(White House photo)
President Obama's reelection campaign
announces his opposition to North Carolina's anti-gay Amendment 1, scheduled for a May 8 vote (
via Joe Sudbay):
“While the president does not weigh in on every single ballot measure in every state, the record is clear that the President has long opposed divisive and discriminatory efforts to deny rights and benefits to same sex couples,” said Cameron French, his North Carolina campaign spokesman.
“That’s what the North Carolina ballot initiative would do – it would single out and discriminate against committed gay and lesbian couples – and that’s why the President does not support it.”
This is good news, not just to the extent it helps defeat the amendment, but also because it signals a continuing evolution of President Obama's views on marriage equality. Yesterday, Sam Stein and Amanda Terkel
reported on the push to add a plank to the Democratic Party platform supporting marriage equality. According to their report, Obama campaign officials and senior Democrats are concerned about such a plank and the implications that it would have given President Obama's stated opposition to marriage equality. According to the report, they've been pushing a cautious hurry up and wait approach rather than the throw it in reverse one, apparently hoping that the issue will just disappear rather than wanting to overtly oppose it.
But as Greg Sargent and Joe Sudbay both argue, the issue is going to come to head in August no matter what. And given that reality, the question the Obama campaign and DNC officials should be weighing isn't whether the party platform can get out ahead of the president on marriage equality, it's whether the president (or his operatives) can afford to do anything that might get in the way of the party adopting a pro-equality plank.

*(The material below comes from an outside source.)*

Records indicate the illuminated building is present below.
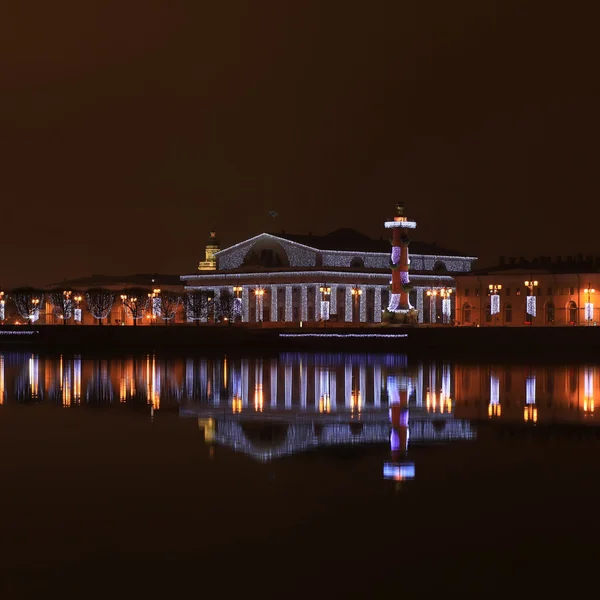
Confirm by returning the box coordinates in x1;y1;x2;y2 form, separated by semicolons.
198;231;220;271
181;204;475;324
455;256;600;327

Today's statement suggests that President Obama understands this. Obviously, he doesn't need to worry about a mad rush of gay activists to the Republican Party, but being on the right side of this issue boosts enthusiasm in a tough election year during which he needs an energized team.
Moreover, when President Obama makes moves—like his statement today—that bring him closer to supporting marriage equality and freedom, it is consistent with his political brand. I don't think anyone really believes he fundamentally opposes marriage equality, especially given the statement he made today. Obviously, he still hasn't completed his evolution, but at least he's going in the right direction. Heading the wrong way—and trying to block the marriage equality plank would be heading the wrong way—would seem like a cynical political calculation made out of fear.
Fortunately, if today's announcement is an indication of what's to come, that's not the direction he's heading. And this is one of those occasions where doing the right thing is also good politics. He might not have the power to make marriage equality the law of the land with the snap of his fingers, but you can be damn sure that supporting it would provoke a furious reaction from Republicans similar to the birth control debate, strengthening the hands of the right-wing Republicans like Rick Santorums and putting the G.O.P.'s anti-gay bigotry on full display for all to see. And when the public pulls back from the Republican Party in response, we'll all have a good laugh as they accuse President Obama of having trapped them. Yes, he'll have trapped them ... into saying what they really believe.